Quando, per il lunghissimo tempo trascorso, è svanita gran parte della realtà, gran parte della memoria individuale e collettiva, quando insomma si tratta di lavorare con ombre ed ipotesi, suggestive ed azzardare, sulla base delle quali non solo non sarebbe mai possibile escludere ogni ragionevole dubbio, ma il ragionevole dubbio dovrebbe presiedere ad ogni passaggio delle investigazioni, che non potrebbero che concludersi nel senso del dubbio radicale su quanto accaduto 18 anni fa.

Ma c’è la sete del colpevole, della vendetta, dell’individuazione d’un responsabile, qual che sia. E non si vuol perciò prendere atto d’una semplice realtà: che si dovrebbe scagionare lo Stasi, perché la vicenda è costellata da troppi dubbi e che per arrivare a questo non si deve condannare per forza qualcun altro, nei confronti del quale le prove sarebbero ancor più evanescenti.

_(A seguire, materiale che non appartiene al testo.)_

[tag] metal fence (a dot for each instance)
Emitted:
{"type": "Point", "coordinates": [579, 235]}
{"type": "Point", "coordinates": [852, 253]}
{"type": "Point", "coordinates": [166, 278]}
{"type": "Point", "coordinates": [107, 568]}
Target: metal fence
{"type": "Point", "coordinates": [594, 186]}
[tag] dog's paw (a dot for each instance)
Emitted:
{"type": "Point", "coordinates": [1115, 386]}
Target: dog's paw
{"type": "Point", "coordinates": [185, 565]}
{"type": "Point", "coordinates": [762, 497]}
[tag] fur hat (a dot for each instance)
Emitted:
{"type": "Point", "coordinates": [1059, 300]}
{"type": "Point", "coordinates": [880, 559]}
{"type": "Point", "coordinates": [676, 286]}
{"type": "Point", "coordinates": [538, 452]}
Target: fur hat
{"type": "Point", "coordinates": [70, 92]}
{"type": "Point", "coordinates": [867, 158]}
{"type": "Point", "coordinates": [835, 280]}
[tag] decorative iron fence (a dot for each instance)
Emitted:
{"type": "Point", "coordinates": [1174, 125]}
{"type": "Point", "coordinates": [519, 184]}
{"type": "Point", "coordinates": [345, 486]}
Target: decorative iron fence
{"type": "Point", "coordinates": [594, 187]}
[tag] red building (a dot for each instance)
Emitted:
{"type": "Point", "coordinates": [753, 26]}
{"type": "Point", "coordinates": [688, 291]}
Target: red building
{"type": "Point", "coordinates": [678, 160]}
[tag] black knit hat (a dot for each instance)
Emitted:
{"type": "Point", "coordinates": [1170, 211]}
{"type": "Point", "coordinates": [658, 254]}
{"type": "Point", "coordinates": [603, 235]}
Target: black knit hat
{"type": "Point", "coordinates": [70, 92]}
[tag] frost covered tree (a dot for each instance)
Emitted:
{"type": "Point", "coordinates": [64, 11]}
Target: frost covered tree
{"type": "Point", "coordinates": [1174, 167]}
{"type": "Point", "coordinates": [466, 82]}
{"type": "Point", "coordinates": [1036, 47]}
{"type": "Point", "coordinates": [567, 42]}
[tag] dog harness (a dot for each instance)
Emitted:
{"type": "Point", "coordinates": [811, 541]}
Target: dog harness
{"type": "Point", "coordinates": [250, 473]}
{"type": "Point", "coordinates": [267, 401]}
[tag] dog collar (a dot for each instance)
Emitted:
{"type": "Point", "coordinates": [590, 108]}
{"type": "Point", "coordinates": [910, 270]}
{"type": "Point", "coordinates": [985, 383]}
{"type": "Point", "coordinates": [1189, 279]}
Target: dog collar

Si dovrebbe prendere atto che l’umana capacità di ricostruire il passato è limitata e che è santa cosa liberare un probabile innocente, risarcendolo del torto probabilmente subito, senza per necessità porre al suo posto un capro espiatorio, altrettanto probabile innocente. E poiché questo non risulta chiaro, sarebbe assai opportuno prevedere che non si possa indagare in eterno per condannare, ma soltanto per liberare.